Monday 1 August 2011

How do you treat others?

One of the quotes that I most object to is " treat others how you would like to be treated" or even " treat others how they would like to be treated".
The reasons I object to this are actually really simple. As a confidence coach I believe you need to understand where others are coming from, before you can communicate fully and cleanly with them. As a coach I will always do this with my clients to enable them to explore fully what the issues are, BUT as a person going about my daily life, I will do this to a point, and then I will expect the respect to be reciprocated.
My motto after that is often 'treat others how they treat you"
My values and moral coding are of a high standard.

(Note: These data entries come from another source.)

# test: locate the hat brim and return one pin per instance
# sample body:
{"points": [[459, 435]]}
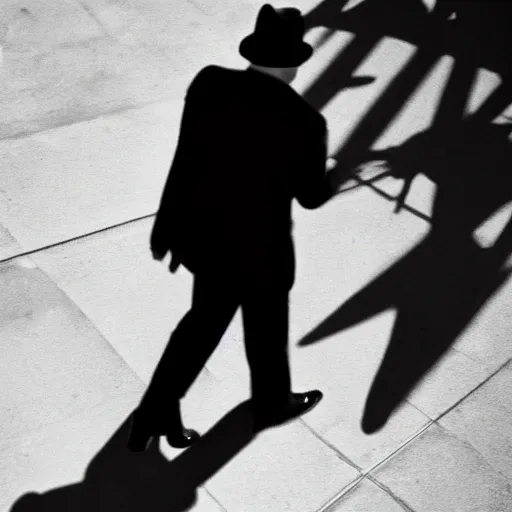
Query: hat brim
{"points": [[260, 54]]}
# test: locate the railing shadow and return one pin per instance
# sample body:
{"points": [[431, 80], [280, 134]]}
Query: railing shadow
{"points": [[446, 279], [119, 480]]}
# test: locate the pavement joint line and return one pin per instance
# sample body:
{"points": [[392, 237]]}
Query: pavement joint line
{"points": [[341, 494], [389, 491], [340, 455], [85, 119], [79, 237], [401, 447], [212, 496], [432, 422], [456, 404], [90, 13]]}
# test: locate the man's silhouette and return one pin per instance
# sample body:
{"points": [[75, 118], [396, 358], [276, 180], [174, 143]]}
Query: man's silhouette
{"points": [[248, 145]]}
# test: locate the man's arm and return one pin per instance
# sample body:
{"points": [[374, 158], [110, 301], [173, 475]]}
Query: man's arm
{"points": [[313, 186], [181, 167]]}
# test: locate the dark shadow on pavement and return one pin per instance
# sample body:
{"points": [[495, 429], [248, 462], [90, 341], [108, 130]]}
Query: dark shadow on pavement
{"points": [[117, 479], [443, 282]]}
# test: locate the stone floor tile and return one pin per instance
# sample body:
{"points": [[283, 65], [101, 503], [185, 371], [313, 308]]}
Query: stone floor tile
{"points": [[483, 421], [439, 471], [81, 463], [142, 303], [278, 471], [36, 25], [82, 168], [487, 341], [56, 453], [53, 362], [364, 497], [344, 368], [452, 379]]}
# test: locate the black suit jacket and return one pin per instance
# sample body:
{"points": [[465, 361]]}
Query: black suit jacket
{"points": [[248, 145]]}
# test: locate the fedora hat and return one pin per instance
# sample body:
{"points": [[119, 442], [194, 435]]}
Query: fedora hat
{"points": [[277, 39]]}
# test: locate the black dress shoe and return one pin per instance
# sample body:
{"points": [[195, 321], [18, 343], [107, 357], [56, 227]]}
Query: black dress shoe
{"points": [[182, 438], [298, 404], [142, 432]]}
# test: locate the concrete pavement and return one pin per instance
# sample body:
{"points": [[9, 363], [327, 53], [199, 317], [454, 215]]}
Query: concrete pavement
{"points": [[90, 106]]}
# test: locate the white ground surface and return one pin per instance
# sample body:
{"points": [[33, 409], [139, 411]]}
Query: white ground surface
{"points": [[90, 102]]}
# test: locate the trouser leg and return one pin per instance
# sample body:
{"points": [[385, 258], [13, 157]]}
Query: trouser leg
{"points": [[192, 342], [265, 321]]}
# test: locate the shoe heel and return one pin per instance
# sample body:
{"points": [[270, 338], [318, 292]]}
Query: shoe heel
{"points": [[139, 438]]}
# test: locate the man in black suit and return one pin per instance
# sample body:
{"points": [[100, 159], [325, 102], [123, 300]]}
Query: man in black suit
{"points": [[248, 145]]}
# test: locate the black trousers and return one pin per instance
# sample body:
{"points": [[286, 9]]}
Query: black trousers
{"points": [[215, 300]]}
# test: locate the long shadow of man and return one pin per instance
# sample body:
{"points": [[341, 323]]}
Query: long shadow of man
{"points": [[435, 294], [248, 145], [440, 285]]}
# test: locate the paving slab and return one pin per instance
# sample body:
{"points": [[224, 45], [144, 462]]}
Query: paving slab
{"points": [[440, 471], [483, 421], [279, 470], [56, 371], [75, 180], [364, 497], [142, 302]]}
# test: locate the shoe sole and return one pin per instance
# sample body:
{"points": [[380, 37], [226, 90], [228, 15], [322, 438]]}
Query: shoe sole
{"points": [[277, 423]]}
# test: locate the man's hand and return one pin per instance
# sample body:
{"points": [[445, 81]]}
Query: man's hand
{"points": [[158, 254]]}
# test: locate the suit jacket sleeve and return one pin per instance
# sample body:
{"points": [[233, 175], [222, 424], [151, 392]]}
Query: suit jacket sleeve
{"points": [[312, 188], [179, 172]]}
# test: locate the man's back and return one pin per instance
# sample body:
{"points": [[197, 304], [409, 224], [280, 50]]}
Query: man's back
{"points": [[248, 145]]}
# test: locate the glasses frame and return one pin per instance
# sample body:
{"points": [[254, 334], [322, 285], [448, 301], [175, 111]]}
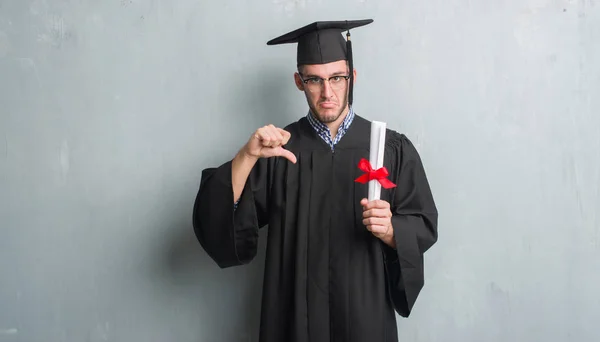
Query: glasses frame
{"points": [[322, 81]]}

I have worked on them long and hard over the years, especially during my NLP tranining, and some things come naturally to me, like being friendly, confident, caring and inquisitive. My values create my behaviour and if someone does not like what they see or if they feel uncomfortable with such an honest and outgoing person, then it is for them to go away and try to understand my position and to remain open minded. I do not believe that it is only up to one person to do the work. Boundaries need to be in place for all parties, for us to love and respect one another. However I have often found that by making the effort, people do try to meet others half way and relationships can be improved immensely by being persistent in any positive endeavours.
Being authentic is one of my most important values. Having integrity and honesty is how I can sleep at night.
I am me and proud of it too.
There is also the scenario where, despite all best efforts, the other person does not return the favour. My clients often question if one is a mug to continue to "treat people how we would like to be treated" when it is blatantly not appreciated?
Personally, I have never pretended to be a saint and nor would I want anyone to be a doormat. Part of being confident is to stand up for our values and to put boundaries in place.
The original quote is much more complex than first sight and perhaps it does not mean it in the way I think. Then if not it is patronising, for I believe nearly everyone tries to belong and be to be liked. Even those that appear arrogant are usually lacking in self belief.
People generally are respectful and do not need the obvious to be stated.
What do you think?

1 comment:

  1. Nice to see your blogging Nadia :)

    My comment on this is:
    Your statement, "As a confidence coach I believe you need to understand where others are coming from, before you can communicate fully and cleanly with them". is " treat others how they would like to be treated". When you take time to hear and understand someone, you will naturally use their language to form a rapport.
    You do it naturally without thinking. Treating others how they like to be treated is something you do already. However, I believe this "line" is misinterpreted and misused sometimes, which is probably what you object too.